According to Irda, those wishing to switch will be assured of health cover equal to at least the sum insured in the previous policy. But, this may not always be the case. There is no obligation on the part of the new insurer to match the sum insured if it has not filed such a product with Irda. If your current cover is 5 lakh and your proposed new insurer has filed a product with Irda with maximum sum insured of 3 lakh, you cannot force the new insurer to offer a 5-lakh-cover.
…AND THE FRINGE BENEFITS
There are other continuity benefits like no-claim bonuses and free medical check-ups too, but some confusion on how portabilitywill affect these persists. "The circular issued by Irda is vague. It appears that the new insurer would have to match the sum insured. But the terms and conditions governing the policy would be in accordance with what the insuring company offers.

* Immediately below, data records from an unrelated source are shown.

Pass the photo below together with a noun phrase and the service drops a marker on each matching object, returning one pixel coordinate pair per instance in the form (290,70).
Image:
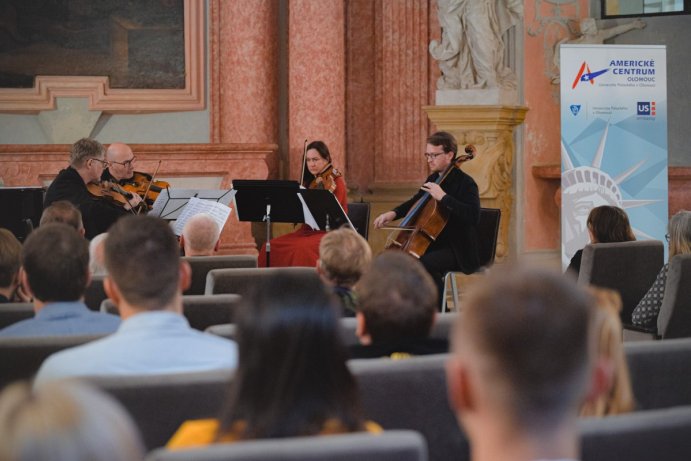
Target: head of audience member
(522,364)
(343,257)
(97,258)
(64,212)
(679,231)
(397,298)
(607,336)
(292,377)
(55,261)
(145,272)
(607,224)
(65,421)
(200,236)
(10,261)
(121,161)
(87,156)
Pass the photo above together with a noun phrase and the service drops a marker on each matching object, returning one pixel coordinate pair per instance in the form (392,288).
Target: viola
(425,220)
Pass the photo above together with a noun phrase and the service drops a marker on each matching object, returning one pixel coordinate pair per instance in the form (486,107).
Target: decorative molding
(103,98)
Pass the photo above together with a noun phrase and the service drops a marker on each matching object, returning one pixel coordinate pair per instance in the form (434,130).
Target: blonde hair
(680,234)
(343,256)
(607,335)
(65,421)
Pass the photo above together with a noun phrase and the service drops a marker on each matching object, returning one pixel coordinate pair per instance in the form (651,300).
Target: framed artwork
(125,56)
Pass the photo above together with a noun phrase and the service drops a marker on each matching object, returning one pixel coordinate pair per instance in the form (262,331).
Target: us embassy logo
(625,73)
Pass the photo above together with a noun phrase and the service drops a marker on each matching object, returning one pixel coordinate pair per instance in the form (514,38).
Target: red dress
(301,247)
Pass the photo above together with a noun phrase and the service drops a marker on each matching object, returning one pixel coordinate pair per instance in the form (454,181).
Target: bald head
(121,160)
(200,235)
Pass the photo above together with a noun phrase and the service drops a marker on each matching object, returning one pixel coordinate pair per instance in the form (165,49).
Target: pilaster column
(244,69)
(316,79)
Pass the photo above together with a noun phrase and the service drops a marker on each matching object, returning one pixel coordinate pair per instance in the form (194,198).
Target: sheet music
(218,211)
(309,219)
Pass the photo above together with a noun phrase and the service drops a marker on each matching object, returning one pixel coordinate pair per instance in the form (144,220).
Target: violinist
(87,162)
(456,247)
(121,168)
(301,247)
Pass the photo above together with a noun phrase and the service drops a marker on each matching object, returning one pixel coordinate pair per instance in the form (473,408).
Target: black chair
(628,267)
(201,265)
(95,294)
(638,436)
(20,358)
(14,312)
(660,372)
(242,280)
(387,446)
(488,233)
(358,213)
(201,311)
(411,394)
(159,404)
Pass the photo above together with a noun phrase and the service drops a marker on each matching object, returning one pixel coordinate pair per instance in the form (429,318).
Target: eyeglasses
(104,164)
(126,163)
(434,155)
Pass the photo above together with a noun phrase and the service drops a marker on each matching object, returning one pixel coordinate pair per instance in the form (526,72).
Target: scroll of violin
(426,219)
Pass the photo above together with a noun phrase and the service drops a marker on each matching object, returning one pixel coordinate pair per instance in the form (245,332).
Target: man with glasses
(456,247)
(87,163)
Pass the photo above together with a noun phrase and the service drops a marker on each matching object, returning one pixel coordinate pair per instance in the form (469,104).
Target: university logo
(585,75)
(646,108)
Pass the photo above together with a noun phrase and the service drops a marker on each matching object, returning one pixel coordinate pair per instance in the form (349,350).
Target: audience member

So, my interpretation would be that on migration, if the insuring company offers no-claim bonus, the consumer would get that benefit; otherwise not. However, ICICI Lombard's Datta is of the opinion that the new cover would include the no-claim bonus. "If the policyholder has earned a no-claim bonus in terms of additional sum insured, then the new insurer providing portability has to offer a product with minimum sum insured equivalent to the base sum insured plus bonus (i.e. additional sum insured), as available with the policyholder in the expiring policy.
THE FLIP SIDE
The intention of the regulator in allowing portability may be honourable, but it still leaves much to be desired, causing some industry watchers to be sceptical about its success. Unless regulations are framed for enforcing the portability of the policies, it is not going to help at all. Moreover, the 15-day time is given for communicating the insurance company's decision of a proposal submitted by a consumer for portability, which would mean that the discretion vests in the insurance company whether or not to accept the proposal for portability. All that is required is that the decision must be communicated within 15 days from the date of receipt of the proposal. Also, while increased competition, post implementation of portability, could benefit young and healthy individuals, those in the higher age brackets may not be so lucky. "It is not likely to help policyholders in the older age bands (say, 50 and above) and those who suffer from pre-existing ailments. Such proposals are likely to be rejected by the new insurance company.
LACK OF CLARITY
Then, there are some grey areas. Clarity is required on whether underwriting would be allowed for portability proposals; if portability will be offered from group to retail health products and similarly from benefit products like hospital daily cash to indemnity health products; and whether portability has to be provided for first one/two year exclusions too. We expect more clarity on binding the insurance company of the expiring policy to provide the required information to the new insurer in specified time limits, so that smooth portability can operate. Any mischief here could result in major hiccups in porting the policy.
EXERCISE CAUTION
Loopholes abound, but it is a step in the right direction. However, for it to work in your favour, you need to plug all the gaps at your end. You need to ensure that you submit the request for portability to the insurer of your choice well before the renewal date. Any consequent delay in processing and rejection by the new insurer could leave you unprotected.
Since 15-days' time is given for processing the proposal of portability, the application should be made around one to two months prior to the expiry of the existing policy. Also, you need to make efforts to continuously renew your policy by regularly paying the premiums so that it remains eligible for portability. Finally, study the policy offered by the new insurer and take a call on the trade-off between the existing benefits and any likely increase or decrease in premiums in the new policy.